Wills
It should be noted that the information contained in this section relates to our current understanding of the law of Scotland, which is subject to change. Laws in other parts of the UK will differ.
Will Writing is not regulated by the Financial Conduct Authority.
What happens if you don't make a will?
Making a will is one of the most important things you can do. Everything you leave when you die, less anything you owe, is called your 'estate.' A will sets out what is to happen to your estate. It is a legal document that determines how your possessions, money and other assets will be shared among your close family and friends. A will can cover a range of issues such as:
- Who should inherit your property and assets.
- How minor children are to be cared for.
- Who will look after your estate (executors).
- Arrangements for your funeral.
Dying without a will (called dying intestate) can cause unnecessary hardship for those you leave behind:
Although there is no legal requirement to make a will, failure to do so can mean your property and possessions being distributed according to the law and not your wishes. If you pass away without a legally sound will (intestate), you will have no say over how your estate is distributed. Even if you wanted someone to receive a part of your estate or told them they would, there are no guarantees these wishes will be upheld.

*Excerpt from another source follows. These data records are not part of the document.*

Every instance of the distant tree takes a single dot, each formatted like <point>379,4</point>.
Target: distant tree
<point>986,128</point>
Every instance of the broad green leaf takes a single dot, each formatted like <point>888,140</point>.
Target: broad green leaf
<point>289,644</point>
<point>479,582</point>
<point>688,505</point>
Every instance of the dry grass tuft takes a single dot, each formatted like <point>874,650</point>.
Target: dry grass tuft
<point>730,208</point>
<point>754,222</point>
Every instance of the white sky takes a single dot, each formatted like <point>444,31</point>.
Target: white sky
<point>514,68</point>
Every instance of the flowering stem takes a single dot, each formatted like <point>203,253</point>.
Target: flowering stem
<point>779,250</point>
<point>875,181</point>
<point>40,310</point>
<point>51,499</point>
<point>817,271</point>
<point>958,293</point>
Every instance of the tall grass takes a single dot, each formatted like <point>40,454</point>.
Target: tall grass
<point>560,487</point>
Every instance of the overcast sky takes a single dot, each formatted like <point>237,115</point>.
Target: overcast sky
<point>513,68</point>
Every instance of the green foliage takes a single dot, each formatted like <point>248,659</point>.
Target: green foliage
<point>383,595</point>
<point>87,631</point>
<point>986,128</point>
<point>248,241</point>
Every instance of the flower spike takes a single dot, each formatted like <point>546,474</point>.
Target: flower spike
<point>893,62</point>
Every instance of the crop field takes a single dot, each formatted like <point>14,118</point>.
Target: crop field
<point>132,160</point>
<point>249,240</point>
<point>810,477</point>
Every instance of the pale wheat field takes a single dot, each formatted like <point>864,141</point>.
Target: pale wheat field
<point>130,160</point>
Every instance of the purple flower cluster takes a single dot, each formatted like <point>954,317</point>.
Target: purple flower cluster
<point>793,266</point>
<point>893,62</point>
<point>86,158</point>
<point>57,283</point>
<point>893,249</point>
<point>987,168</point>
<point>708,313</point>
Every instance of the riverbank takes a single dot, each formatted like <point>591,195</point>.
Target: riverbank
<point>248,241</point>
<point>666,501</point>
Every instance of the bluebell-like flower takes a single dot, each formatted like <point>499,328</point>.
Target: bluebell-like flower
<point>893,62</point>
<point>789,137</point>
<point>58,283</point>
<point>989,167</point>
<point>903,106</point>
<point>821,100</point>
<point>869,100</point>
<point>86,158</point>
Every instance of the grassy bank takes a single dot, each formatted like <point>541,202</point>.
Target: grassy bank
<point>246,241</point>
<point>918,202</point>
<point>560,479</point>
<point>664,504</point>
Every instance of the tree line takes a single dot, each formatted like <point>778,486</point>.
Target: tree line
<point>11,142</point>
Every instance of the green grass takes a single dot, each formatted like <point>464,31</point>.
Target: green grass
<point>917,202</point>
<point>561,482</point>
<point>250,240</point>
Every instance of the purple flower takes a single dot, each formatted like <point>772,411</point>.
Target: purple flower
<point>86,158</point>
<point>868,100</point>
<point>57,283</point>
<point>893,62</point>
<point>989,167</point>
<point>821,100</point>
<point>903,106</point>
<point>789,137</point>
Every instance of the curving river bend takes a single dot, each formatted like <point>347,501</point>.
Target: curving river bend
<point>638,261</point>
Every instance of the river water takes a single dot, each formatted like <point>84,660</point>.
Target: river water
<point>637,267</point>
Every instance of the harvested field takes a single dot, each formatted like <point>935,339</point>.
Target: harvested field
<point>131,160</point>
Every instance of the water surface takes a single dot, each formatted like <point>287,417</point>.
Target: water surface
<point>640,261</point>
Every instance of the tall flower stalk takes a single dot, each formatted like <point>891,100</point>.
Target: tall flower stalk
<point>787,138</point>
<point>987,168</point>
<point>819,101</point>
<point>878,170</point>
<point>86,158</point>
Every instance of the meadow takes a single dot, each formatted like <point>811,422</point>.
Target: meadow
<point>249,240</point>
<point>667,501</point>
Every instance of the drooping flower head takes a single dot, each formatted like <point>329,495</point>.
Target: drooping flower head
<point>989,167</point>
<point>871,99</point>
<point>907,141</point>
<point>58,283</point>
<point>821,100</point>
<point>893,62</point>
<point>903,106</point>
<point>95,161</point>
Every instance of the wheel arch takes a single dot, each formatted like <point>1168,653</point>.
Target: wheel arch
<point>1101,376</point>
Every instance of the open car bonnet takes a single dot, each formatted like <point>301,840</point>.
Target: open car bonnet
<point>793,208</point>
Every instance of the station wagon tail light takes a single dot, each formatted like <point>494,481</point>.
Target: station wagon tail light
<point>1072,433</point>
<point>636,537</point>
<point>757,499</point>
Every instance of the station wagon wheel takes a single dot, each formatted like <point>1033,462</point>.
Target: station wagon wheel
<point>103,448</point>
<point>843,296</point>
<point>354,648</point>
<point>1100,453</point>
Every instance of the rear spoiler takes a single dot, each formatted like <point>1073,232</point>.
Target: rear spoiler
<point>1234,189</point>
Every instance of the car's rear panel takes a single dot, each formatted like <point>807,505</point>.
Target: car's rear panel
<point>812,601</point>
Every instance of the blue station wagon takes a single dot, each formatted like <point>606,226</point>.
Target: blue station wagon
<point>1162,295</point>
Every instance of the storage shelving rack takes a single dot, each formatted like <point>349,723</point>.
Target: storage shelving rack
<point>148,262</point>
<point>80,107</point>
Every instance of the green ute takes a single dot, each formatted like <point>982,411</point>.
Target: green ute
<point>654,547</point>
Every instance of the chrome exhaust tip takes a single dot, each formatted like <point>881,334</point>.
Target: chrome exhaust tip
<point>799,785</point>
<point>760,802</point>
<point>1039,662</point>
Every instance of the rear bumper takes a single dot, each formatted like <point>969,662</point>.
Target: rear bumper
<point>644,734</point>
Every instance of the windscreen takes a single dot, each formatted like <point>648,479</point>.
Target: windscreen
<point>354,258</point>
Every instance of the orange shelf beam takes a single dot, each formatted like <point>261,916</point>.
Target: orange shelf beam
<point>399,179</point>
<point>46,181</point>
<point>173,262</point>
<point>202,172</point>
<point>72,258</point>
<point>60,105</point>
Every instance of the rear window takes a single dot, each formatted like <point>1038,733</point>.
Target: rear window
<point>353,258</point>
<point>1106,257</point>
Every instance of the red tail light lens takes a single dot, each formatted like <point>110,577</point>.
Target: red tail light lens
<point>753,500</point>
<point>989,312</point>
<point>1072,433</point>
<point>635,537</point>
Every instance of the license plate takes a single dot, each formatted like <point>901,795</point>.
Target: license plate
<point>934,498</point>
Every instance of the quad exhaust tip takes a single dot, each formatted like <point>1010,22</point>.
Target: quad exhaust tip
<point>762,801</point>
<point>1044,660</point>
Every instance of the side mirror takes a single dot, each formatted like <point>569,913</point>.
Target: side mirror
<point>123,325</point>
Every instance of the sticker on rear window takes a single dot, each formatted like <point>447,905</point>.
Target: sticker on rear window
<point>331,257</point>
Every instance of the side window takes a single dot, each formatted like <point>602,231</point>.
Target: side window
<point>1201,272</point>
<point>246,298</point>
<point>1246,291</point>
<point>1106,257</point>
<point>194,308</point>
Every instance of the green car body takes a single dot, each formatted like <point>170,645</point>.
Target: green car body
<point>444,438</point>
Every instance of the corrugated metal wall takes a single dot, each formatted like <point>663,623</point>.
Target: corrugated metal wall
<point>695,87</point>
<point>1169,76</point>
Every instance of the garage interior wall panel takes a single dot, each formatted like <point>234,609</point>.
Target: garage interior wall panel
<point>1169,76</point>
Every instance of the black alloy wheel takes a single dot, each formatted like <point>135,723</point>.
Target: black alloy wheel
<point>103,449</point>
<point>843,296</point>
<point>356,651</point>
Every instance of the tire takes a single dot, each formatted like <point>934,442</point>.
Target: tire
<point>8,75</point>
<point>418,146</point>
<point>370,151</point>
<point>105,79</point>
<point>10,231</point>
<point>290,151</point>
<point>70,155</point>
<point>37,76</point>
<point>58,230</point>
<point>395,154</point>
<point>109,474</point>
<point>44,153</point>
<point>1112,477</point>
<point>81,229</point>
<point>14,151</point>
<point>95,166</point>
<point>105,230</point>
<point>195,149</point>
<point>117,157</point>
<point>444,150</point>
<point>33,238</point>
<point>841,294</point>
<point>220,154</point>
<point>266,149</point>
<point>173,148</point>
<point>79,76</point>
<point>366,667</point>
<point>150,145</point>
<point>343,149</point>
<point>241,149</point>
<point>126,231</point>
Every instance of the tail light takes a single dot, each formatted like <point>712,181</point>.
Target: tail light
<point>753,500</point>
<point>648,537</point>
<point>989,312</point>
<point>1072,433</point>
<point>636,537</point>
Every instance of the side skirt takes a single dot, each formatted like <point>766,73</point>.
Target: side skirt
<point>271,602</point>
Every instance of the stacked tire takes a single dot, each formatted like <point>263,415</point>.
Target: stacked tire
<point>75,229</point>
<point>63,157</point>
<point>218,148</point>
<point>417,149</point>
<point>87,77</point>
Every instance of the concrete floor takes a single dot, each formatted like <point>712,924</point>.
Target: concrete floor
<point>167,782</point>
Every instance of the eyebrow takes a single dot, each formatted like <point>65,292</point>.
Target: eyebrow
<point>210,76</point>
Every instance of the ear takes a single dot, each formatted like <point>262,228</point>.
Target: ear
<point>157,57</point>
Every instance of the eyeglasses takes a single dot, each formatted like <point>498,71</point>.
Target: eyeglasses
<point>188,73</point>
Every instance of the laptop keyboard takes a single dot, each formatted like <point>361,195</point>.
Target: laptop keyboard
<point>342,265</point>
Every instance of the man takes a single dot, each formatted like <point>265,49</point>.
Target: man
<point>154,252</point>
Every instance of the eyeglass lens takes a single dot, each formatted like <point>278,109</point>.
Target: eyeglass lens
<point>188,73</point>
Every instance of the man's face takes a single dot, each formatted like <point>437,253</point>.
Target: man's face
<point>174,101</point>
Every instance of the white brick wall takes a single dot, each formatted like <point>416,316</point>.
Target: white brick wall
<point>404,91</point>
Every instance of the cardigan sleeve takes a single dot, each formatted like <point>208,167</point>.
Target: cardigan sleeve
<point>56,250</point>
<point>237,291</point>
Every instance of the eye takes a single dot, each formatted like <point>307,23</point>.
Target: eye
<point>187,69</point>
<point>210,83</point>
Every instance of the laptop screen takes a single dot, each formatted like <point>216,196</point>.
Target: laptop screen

Under Scottish law, a surviving spouse, civil partner and children are entitled to certain legal rights out of the person's moveable estate regardless of whether the deceased died testate (having made a will) or intestate. A moveable estate includes things such as shares, cars, furniture, money and jewellery.
The consequences of not making a will:
- Delays would be incurred in trying to find out whether or not you did, in fact, leave a will, and in tracing your possessions.
- Delays would occur in the necessary formalities required before your estate can be distributed.
- Your next of kin will usually be appointed to sort out your estate, and he or she might not be the best person to do the job.
- The law dictates who will inherit your estate and in what proportions, depending on whether you were married and/or have any children or grandchildren.
- You may not have control over who looks after your children.
- More inheritance tax may be payable.
- An unintended beneficiary may inherit something from your estate.
The rules do not recognise unmarried partners
Couples who are not married or who have not registered a civil partnership do not automatically inherit from each other when one partner dies unless there is a legally sound will.
However, if you were living with your partner, you may have rights as a 'cohabitant.' Under Scottish law, a cohabitant is a person who is or was living with another person as if they were husband and wife, two people of the same sex or civil partners.
In deciding whether you are or were a cohabitant and entitled to a share of your partner's estate, the court will consider several factors. These include:
- The length of time you lived together.
- The size of the estate.
- Other benefits you might receive from your partner, such as the proceeds of a pension scheme.
- Claims on the estate from other people.
THE FINANCIAL CONDUCT AUTHORITY DOES NOT REGULATE INHERITANCE TAX PLANNING AND WILL WRITING.